Personal Health Devices (PHDs) with wireless technologies are becoming popular for remotely monitoring patients. However, although these devices are portable and mostly used at home, their integration with Consumer Electronics (CE) devices and networks is still in the earlier steps. This article presents a reference architecture that integrates at home PHDs and CE devices based on the UPnP (Universal Plug and Play) technology and the IEEE 11073 set of standards. This article introduces a UPnP device architecture for personal m-Health (mobile Health), describing how different types of devices interact to exchange personal health information. One of the main features of this work is the use of widely adopted data formats, such as eXtended Markup Language (XML) for health information exchange based on IEEE 11073 data model. Such approach enables web based CE networks, such as UPnP, to interact with PHD devices efficiently.
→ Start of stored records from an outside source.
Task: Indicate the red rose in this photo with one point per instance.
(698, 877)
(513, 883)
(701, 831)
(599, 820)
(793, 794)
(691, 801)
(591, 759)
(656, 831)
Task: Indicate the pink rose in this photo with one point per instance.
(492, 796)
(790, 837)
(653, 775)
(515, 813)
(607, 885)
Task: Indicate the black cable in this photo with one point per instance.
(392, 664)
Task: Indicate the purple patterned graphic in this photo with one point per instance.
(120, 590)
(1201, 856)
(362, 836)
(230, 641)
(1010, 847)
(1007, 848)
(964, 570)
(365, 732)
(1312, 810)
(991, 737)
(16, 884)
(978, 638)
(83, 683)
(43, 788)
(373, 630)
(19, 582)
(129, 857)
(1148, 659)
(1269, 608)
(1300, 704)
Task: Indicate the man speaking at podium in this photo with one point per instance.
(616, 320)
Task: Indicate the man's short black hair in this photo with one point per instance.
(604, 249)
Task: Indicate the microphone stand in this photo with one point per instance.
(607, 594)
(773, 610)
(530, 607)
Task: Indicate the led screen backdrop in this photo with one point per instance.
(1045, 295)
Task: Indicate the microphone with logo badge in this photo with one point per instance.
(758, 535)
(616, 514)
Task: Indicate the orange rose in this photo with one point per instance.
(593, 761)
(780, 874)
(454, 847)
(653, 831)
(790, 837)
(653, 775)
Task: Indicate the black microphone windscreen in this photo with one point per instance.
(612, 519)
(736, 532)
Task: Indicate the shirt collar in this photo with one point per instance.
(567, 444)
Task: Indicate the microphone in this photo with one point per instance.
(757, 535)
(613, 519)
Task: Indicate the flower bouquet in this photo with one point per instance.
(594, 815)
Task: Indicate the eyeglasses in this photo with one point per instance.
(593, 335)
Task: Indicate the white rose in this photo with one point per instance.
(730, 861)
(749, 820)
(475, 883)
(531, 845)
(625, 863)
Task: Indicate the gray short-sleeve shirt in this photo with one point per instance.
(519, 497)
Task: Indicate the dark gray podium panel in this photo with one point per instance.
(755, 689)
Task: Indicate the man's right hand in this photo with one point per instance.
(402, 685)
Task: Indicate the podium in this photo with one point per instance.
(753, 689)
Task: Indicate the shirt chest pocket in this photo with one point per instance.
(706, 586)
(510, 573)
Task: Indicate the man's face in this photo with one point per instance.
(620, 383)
A Standard-Based and Context-Aware Architecture for Personal Healthcare Smart Gateways

The rising availability of Personal Health Devices (PHDs) capable of Personal Network Area (PAN) communication and the desire of keeping a high quality of life are the ingredients of the Connected Health vision. In parallel, a growing number of personal and portable devices, like smartphones and tablet computers, are becoming capable of taking the role of health gateway, that is, a data collector for the sensor PHDs. However, as the number of PHDs increase, the number of other peripherals connected in PAN also increases. Therefore, PHDs are now competing for medium access with other devices, decreasing the Quality of Service (QoS) of health applications in the PAN. In this article we present a reference architecture to prioritize PHD connections based on their state and requirements, creating a healthcare Smart Gateway. Healthcare context information is extracted by observing the traffic through the gateway. A standard-based approach was used to identify health traffic based on ISO/IEEE 11073 family of standards. A reference implementation was developed showing the relevance of the problem and how the proposed architecture can assist in the prioritization. The reference Smart Gateway solution was integrated with a Connected Health System for the Internet of Things, validating its use in a real case scenario.